For my addendum, I'll say that in the past couple years, we've had a mini economic downturn in our household — nothing to concern yourselves about, just the normal fluctuations of a home-based business when a new creature (one of those non-fur babies) is added to the mix — and we were unable to keep up the cost of feeding the cats solely the raw food. That stuff is pricey! There was no question of rehoming them (as if!) and we of course economized like gangbusters on our human food as well, but we've had to mix in some store-brand wet cat food in addition to the cheapest raw options we can source that the cats like.

They love the store-brand canned food we settled on to supplement their raw food. They scarf it down more quickly than they ever do the raw meat. All I can compare it to is a person faced with a plate of steamed veggies and free-range chicken (ah, delightful, thank you!) or a takeout pizza (nom, nom, unhinge jaw, stuff face, greasy coma). Most of the flavors we feed them are meat-centric but meat byproducts. A few have added fillers and grains, which naturally aren't ideal for obligate carnivores. The result to me has been striking: The fat kitty has gotten fatter. She's a positive tubster now, on slightly less food than when she was eating all raw (we cut back on portions to see if it would help her better maintain her svelte figure), to the point she's having some trouble reaching the fur just above her tail for grooming purposes, and her fur in general is greasier and lanker. I feel pretty bad about that. Her sister is even skinnier than on raw. Again, same food. Basically the same portions, per general body weight and caloric requirements. Same exercise regimen. Eating crappy food exacerbates existing metabolic conditions. This is not a shocker, but it shows again that blaming fatness on behavior misses the mark. Stopping at calories in and calories out and pretending it's as simple as turning down dessert is downright nonfactual, not to mention deeply unhelpful.

Here's the thing: Our own experience shows that not everybody can afford the highest quality food. Even those that could afford it don't always choose to, because they're prioritizing their money elsewhere. This does not make them bad people. Plus, lower quality food is often delicious. Many people, large and small, skinny and otherwise, appreciate so-called junk food. For some of us, it makes us fat. For others of us, it does not. Does that mean that only the fat people are immoral for eating it? Is there a good reason to say that any of us are bad for eating foods of which some people don't approve? You might guess I'm going to say no. For one thing, there are almost as many opinions about what people "should" eat as there are people. We each get to choose what we do with our own body, and we don't get to choose what other adults do with their bodies.

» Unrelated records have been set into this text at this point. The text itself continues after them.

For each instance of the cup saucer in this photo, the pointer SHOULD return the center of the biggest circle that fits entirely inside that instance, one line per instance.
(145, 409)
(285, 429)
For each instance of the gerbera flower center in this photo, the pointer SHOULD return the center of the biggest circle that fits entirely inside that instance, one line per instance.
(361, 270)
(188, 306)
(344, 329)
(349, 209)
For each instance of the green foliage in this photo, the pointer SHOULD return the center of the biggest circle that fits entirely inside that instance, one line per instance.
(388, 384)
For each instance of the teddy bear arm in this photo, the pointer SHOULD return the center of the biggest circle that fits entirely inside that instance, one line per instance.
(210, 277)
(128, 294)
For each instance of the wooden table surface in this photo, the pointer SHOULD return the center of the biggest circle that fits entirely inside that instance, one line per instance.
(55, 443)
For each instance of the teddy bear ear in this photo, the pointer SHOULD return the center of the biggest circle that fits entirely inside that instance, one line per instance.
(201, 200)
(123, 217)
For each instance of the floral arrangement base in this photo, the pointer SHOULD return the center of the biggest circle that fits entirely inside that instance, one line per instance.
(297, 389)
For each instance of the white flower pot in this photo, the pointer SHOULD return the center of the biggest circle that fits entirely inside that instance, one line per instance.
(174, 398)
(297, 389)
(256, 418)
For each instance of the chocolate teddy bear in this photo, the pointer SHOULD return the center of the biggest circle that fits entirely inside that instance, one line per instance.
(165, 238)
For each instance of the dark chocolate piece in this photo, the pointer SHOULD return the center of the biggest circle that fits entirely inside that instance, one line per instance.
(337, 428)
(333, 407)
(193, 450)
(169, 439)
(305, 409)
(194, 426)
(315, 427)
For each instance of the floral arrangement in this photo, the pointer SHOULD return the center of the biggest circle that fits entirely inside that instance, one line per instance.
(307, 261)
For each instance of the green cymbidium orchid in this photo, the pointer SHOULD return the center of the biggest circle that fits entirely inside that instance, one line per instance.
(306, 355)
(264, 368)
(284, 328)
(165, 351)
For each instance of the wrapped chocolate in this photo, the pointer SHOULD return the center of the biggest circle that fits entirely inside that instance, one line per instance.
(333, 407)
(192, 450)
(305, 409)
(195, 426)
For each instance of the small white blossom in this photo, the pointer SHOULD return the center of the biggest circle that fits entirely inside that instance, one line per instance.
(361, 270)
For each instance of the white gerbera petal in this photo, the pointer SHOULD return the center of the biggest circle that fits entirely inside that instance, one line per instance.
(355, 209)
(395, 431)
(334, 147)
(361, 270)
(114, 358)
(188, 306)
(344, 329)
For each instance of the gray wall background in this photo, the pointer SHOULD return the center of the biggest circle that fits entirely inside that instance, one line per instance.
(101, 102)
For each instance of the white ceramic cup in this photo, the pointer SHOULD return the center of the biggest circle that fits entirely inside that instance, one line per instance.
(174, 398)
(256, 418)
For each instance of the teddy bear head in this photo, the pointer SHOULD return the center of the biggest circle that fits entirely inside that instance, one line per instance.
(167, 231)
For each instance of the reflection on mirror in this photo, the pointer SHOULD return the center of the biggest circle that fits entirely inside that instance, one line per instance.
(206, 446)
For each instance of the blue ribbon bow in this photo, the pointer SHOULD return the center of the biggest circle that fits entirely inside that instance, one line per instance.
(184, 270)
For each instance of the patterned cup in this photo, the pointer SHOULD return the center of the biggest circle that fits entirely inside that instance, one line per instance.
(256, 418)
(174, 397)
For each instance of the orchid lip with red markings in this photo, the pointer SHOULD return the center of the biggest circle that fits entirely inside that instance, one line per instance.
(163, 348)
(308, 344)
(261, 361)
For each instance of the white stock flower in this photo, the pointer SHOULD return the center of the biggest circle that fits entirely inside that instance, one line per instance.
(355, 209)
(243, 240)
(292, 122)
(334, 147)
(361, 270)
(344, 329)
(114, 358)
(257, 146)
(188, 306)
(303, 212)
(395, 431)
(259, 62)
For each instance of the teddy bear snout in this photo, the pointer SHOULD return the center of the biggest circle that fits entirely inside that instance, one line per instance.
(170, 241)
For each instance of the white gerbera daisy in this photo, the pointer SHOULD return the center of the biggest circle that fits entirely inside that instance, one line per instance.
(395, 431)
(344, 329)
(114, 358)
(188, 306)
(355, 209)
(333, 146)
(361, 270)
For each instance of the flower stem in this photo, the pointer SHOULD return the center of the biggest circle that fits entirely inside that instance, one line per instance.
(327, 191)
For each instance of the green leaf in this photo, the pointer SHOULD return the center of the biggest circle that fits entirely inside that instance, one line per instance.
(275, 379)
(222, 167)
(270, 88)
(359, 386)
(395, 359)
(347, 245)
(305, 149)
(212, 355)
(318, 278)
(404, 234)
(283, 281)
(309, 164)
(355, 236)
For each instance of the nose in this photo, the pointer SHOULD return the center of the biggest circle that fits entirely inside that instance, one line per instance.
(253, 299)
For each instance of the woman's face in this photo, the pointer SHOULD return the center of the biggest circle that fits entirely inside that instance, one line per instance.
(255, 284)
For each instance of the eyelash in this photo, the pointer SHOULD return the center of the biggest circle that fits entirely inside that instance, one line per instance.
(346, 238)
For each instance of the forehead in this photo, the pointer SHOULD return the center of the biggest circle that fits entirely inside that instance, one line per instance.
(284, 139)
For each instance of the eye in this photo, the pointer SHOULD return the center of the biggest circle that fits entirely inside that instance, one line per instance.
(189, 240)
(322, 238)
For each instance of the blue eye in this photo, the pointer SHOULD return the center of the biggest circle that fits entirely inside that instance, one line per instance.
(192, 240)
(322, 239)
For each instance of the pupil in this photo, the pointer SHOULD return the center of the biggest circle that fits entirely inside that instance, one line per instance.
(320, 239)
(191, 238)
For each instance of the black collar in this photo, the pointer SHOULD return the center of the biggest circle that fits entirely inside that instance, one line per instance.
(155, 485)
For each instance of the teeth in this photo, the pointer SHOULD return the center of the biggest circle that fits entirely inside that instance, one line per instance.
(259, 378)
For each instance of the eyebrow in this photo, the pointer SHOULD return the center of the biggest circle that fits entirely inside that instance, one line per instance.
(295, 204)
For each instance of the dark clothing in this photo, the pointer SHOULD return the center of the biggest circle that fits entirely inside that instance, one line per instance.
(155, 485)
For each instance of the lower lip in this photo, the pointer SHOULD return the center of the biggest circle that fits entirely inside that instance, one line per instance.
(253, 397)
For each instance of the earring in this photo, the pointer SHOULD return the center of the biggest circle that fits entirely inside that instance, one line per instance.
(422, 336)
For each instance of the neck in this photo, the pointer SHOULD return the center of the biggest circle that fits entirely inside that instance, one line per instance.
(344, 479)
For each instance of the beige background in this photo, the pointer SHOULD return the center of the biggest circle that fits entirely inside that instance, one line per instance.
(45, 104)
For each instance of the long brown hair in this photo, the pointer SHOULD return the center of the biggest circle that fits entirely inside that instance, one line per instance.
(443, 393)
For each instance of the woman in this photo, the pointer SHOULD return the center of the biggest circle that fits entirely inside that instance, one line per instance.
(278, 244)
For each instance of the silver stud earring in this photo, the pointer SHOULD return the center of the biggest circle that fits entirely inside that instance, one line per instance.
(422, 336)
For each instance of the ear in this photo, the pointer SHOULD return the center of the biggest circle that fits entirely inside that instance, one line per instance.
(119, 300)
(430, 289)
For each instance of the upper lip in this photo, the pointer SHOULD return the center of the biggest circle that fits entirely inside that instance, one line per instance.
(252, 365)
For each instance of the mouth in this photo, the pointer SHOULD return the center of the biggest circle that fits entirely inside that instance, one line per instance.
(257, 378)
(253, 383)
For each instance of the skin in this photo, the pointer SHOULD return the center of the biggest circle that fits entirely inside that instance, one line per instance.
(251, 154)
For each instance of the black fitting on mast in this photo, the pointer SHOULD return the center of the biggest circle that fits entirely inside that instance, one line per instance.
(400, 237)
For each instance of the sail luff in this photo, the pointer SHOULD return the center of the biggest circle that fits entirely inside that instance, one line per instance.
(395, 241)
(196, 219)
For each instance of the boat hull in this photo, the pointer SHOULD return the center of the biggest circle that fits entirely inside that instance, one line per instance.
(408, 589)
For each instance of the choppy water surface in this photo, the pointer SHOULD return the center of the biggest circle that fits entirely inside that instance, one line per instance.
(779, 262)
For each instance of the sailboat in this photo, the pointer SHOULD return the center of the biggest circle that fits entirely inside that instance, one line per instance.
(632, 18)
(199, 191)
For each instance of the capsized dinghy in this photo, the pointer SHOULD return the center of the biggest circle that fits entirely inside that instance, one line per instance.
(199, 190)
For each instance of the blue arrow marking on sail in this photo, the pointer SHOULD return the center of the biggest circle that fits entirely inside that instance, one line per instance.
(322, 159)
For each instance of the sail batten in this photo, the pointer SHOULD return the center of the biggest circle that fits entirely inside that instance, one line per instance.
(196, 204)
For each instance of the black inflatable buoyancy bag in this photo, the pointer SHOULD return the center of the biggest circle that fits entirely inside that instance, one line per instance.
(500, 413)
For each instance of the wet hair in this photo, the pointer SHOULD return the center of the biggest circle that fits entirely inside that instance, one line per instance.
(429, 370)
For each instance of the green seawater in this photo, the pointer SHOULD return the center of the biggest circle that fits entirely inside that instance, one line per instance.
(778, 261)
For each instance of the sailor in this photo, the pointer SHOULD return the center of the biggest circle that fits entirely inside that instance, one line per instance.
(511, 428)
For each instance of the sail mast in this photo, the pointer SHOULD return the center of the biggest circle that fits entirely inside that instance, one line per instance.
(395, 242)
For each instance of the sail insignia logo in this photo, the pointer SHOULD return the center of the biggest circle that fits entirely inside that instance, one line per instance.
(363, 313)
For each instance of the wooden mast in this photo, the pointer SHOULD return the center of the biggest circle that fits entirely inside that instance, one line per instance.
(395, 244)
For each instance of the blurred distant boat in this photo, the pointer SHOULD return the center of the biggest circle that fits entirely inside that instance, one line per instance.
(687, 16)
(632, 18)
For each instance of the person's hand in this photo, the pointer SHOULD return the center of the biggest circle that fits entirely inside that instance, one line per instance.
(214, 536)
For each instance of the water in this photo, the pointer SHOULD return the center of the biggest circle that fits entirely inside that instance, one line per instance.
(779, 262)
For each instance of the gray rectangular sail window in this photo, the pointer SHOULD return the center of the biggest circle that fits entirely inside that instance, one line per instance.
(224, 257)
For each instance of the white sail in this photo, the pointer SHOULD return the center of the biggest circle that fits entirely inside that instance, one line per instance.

Unless those other adults are cats, and then I can make them into my own private experiment. But what I can't do — proven — is turn a fat cat into a skinny one or a skinny cat into a fat one. We are who we are. It's a powerful lesson to learn.

1 comments:

Anonymous said...

Oh I love this post! I used to be one of those people who saw thinness as moral superiority and absolutely believed that fat people must be doing something wrong, eating piles of rubbish, etc. Then I became a fat person despite eating less & more healthy than ever before... Ahh, karma. But it has selfishly now become an issue with me. I guess because I know the way I used to think, the way most people STILL think. The bit about fat people believing it even when they have personal evidence against it is what resonated with me most. It is SO ingrained.

Also, I love that your awesome kid pretends to be a cat. Kids are awesome.